To exist at all, we must be somewhere. And as embodied creatures, we are implaced in specific contexts. Yet in contemporary culture, this aspect of human existence is threatened by what Bartholomew calls a "crisis of place" created by several elements of our technological society. To fully flourish as human beings—and to flourish as entire communities—Bartholomew argues, we need to recover the lost art of placemaking.
On behalf of the City project, Halee Gray Scott recently interviewed Bartholomew about his work, Where Mortals Dwell: A Christian View of Place for Today, newly out from Baker Academic.
In your book, you not only provide a biblical and theological discussion of the concept of place, but do so in a way that addresses the crisis of place in contemporary culture. What's the nature of the crisis?
What we are experiencing in our world is a wide sense of displacement, which does not lead to human flourishing. Outside Christian circles, the literature on the crisis of place is huge, but within Christianity, it's only starting to get attention.
Contemporary life roots against this deep implacement through the speed of culture, technology, the automobile, and the state of economics. The middle class is always on the go through places and are not generally deeply rooted in a particular place.
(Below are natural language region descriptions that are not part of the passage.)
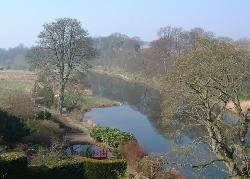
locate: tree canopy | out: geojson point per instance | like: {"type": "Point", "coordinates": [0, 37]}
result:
{"type": "Point", "coordinates": [63, 47]}
{"type": "Point", "coordinates": [201, 85]}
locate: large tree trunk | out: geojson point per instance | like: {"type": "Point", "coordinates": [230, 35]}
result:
{"type": "Point", "coordinates": [61, 98]}
{"type": "Point", "coordinates": [222, 152]}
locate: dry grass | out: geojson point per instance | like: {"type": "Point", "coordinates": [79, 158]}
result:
{"type": "Point", "coordinates": [244, 106]}
{"type": "Point", "coordinates": [18, 75]}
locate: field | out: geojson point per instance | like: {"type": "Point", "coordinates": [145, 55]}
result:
{"type": "Point", "coordinates": [14, 83]}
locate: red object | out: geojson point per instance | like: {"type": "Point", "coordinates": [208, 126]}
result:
{"type": "Point", "coordinates": [100, 154]}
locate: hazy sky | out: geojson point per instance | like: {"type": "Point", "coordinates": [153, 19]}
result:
{"type": "Point", "coordinates": [22, 20]}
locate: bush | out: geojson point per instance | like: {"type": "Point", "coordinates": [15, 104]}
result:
{"type": "Point", "coordinates": [110, 136]}
{"type": "Point", "coordinates": [116, 153]}
{"type": "Point", "coordinates": [43, 115]}
{"type": "Point", "coordinates": [132, 152]}
{"type": "Point", "coordinates": [12, 128]}
{"type": "Point", "coordinates": [152, 166]}
{"type": "Point", "coordinates": [13, 165]}
{"type": "Point", "coordinates": [110, 169]}
{"type": "Point", "coordinates": [46, 93]}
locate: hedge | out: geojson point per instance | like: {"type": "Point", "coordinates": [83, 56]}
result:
{"type": "Point", "coordinates": [110, 136]}
{"type": "Point", "coordinates": [14, 165]}
{"type": "Point", "coordinates": [63, 169]}
{"type": "Point", "coordinates": [95, 169]}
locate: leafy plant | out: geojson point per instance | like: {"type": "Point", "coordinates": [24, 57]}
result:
{"type": "Point", "coordinates": [43, 115]}
{"type": "Point", "coordinates": [110, 136]}
{"type": "Point", "coordinates": [87, 152]}
{"type": "Point", "coordinates": [12, 128]}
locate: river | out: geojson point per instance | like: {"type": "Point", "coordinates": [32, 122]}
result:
{"type": "Point", "coordinates": [141, 115]}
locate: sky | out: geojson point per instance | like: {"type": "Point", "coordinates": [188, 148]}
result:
{"type": "Point", "coordinates": [22, 20]}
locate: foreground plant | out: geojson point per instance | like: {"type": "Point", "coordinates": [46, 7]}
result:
{"type": "Point", "coordinates": [201, 85]}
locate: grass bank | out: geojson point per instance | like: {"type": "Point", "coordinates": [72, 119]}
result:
{"type": "Point", "coordinates": [15, 84]}
{"type": "Point", "coordinates": [153, 82]}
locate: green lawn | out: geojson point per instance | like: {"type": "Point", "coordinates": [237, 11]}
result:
{"type": "Point", "coordinates": [10, 88]}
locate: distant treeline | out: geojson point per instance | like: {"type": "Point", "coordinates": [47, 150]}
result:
{"type": "Point", "coordinates": [14, 58]}
{"type": "Point", "coordinates": [121, 52]}
{"type": "Point", "coordinates": [118, 51]}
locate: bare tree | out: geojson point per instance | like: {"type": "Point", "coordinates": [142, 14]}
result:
{"type": "Point", "coordinates": [63, 46]}
{"type": "Point", "coordinates": [205, 85]}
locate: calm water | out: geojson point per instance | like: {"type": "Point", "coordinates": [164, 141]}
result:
{"type": "Point", "coordinates": [140, 114]}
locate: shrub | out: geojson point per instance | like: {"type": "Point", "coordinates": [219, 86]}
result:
{"type": "Point", "coordinates": [12, 128]}
{"type": "Point", "coordinates": [152, 166]}
{"type": "Point", "coordinates": [13, 165]}
{"type": "Point", "coordinates": [116, 153]}
{"type": "Point", "coordinates": [46, 93]}
{"type": "Point", "coordinates": [20, 105]}
{"type": "Point", "coordinates": [110, 169]}
{"type": "Point", "coordinates": [43, 115]}
{"type": "Point", "coordinates": [110, 136]}
{"type": "Point", "coordinates": [87, 152]}
{"type": "Point", "coordinates": [132, 152]}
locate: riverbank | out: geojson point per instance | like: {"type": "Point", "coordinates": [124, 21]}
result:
{"type": "Point", "coordinates": [77, 132]}
{"type": "Point", "coordinates": [152, 82]}
{"type": "Point", "coordinates": [15, 91]}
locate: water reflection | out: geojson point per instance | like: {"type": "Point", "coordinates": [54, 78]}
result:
{"type": "Point", "coordinates": [141, 115]}
{"type": "Point", "coordinates": [145, 100]}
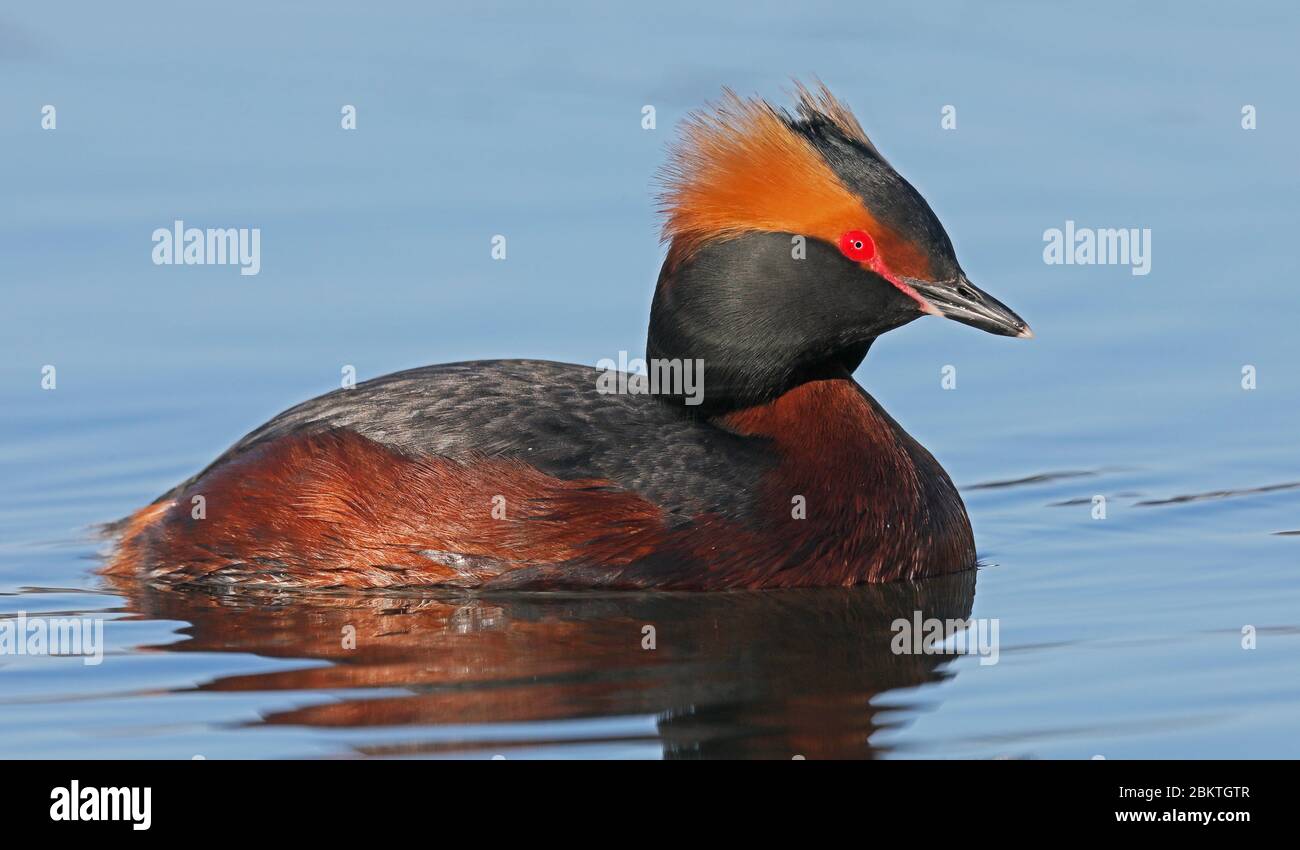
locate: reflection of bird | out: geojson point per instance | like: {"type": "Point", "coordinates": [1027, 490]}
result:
{"type": "Point", "coordinates": [793, 246]}
{"type": "Point", "coordinates": [729, 673]}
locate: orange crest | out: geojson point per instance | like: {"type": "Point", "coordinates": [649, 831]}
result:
{"type": "Point", "coordinates": [741, 168]}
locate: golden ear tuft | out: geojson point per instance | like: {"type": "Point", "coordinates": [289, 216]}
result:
{"type": "Point", "coordinates": [740, 167]}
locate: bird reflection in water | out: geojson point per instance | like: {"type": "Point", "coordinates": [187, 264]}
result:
{"type": "Point", "coordinates": [731, 675]}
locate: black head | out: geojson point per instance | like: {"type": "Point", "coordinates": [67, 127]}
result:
{"type": "Point", "coordinates": [793, 246]}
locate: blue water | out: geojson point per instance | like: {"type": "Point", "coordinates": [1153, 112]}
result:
{"type": "Point", "coordinates": [1119, 637]}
When I travel I have opportunities to see new places, but many are all the same corporate chain stores that we have here in Hamilton. Everything is monochrome. All the houses look the same, and houses are not viewed as homes but as assets. Wendell Berry wrote that "a house for sale is not a home." It is not wrong to move, but if we want to flourish as humans, the house must become a home, not an economic asset.